August 29, 2009

Java Threading is Scary

Tags: Java, Technical

Recently I have been thinking hard about threading in a Java project of mine, and it definitely requires a great deal of hard thinking. When I started working with Java there weren’t any native threads, so it was just easier to make everything single threaded as the performance gain was minimal. However, as time has passed more and more of my code both at work and home has needed to work multi-threaded. As I learn more about Java threading, I realise how wrong I was doing it before - a cycle repeated a few times in the last 12 years. It was only after reading the great book Java Concurrency In Practice a few years ago that I realised that in Java “locking is not just about mutual exclusion; it is also about memory visibility.” I can only hope that this is the last such cycle, but realise it’s probably not.
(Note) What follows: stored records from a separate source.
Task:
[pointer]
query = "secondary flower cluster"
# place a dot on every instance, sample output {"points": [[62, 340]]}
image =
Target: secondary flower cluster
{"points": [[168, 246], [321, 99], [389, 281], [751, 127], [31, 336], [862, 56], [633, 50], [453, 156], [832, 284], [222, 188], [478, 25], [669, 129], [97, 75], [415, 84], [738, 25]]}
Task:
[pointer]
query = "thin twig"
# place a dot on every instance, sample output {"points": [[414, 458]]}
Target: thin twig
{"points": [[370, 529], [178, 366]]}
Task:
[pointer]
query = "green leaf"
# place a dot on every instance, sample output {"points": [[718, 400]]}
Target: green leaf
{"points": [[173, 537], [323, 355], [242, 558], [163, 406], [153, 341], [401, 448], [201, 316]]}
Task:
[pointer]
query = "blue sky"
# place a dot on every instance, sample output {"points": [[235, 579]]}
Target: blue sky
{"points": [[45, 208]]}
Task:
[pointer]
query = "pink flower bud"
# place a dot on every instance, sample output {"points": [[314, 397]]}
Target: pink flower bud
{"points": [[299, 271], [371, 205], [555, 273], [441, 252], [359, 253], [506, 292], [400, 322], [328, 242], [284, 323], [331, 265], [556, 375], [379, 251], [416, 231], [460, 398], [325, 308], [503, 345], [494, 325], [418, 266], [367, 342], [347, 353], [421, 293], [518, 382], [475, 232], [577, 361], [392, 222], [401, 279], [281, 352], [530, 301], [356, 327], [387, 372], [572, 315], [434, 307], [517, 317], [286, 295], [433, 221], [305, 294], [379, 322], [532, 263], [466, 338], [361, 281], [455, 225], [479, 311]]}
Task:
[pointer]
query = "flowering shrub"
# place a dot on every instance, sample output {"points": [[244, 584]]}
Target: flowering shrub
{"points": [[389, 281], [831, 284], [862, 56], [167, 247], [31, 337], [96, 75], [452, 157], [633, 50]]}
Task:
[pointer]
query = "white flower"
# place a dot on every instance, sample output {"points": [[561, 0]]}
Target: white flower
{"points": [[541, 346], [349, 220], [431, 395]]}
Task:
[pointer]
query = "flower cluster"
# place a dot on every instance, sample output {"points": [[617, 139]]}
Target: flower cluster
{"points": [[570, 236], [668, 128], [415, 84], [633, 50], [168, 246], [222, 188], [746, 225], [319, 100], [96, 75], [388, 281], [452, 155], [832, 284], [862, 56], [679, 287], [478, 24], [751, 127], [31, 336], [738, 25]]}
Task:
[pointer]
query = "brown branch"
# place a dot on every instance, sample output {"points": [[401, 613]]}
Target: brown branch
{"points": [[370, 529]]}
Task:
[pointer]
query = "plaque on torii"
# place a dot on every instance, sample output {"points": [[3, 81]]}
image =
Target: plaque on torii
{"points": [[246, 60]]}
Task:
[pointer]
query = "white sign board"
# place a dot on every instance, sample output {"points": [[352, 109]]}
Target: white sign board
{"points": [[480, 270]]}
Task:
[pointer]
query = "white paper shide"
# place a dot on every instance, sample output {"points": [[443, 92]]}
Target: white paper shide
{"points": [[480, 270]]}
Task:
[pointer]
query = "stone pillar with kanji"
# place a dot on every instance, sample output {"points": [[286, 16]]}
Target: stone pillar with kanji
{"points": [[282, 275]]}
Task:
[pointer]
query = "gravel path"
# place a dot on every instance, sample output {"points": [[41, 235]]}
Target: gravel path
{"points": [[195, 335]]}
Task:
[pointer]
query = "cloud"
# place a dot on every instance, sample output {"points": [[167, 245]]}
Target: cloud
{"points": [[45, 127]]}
Talking to other developers there seems to be a standard progression in Java multi-threaded programming skill:

  1. Just write single threaded programs
  2. Write multi-threaded programs by marking everything synchronized
  3. Use wait() and notifyAll() to build up “threadsafe” collection classes
  4. Realise your “thread-safe” collection classes aren’t particularly thread-safe and try using immutable domain objects with stateless controllers to work around the problem
  5. Trust in the Java API concurrent utilities java/util/concurrent/package-summary.html, with its collections, locks and executors
  6. Realise that these classes don’t solve all the problems and start thinking hard about all the issues in your code
  7. Become very scared about Java threading

I think the next step may be using another language that doesn’t allow shared state. Scala uses an Actor model to asynchronously pass messages between threads. There is no shared memory so no threading problems. This sounds like a good way to go, but I still work in Java for most of my programming (not many Scala or Erlang jobs around!).

This whole situation reminds me of memory management in C. There were simple rules to follow to reduce memory leakage, but the problem was hard to completely solve (especially to a newbie programmer) and normally your program still leaked. I remember leaning heavily on Purify. Then Java came along with its automatic memory management and the problem largely disappeared. Developers could focus on the business logic of their code rather than housekeeping. Hopefully a similar thing will happen with Java threading.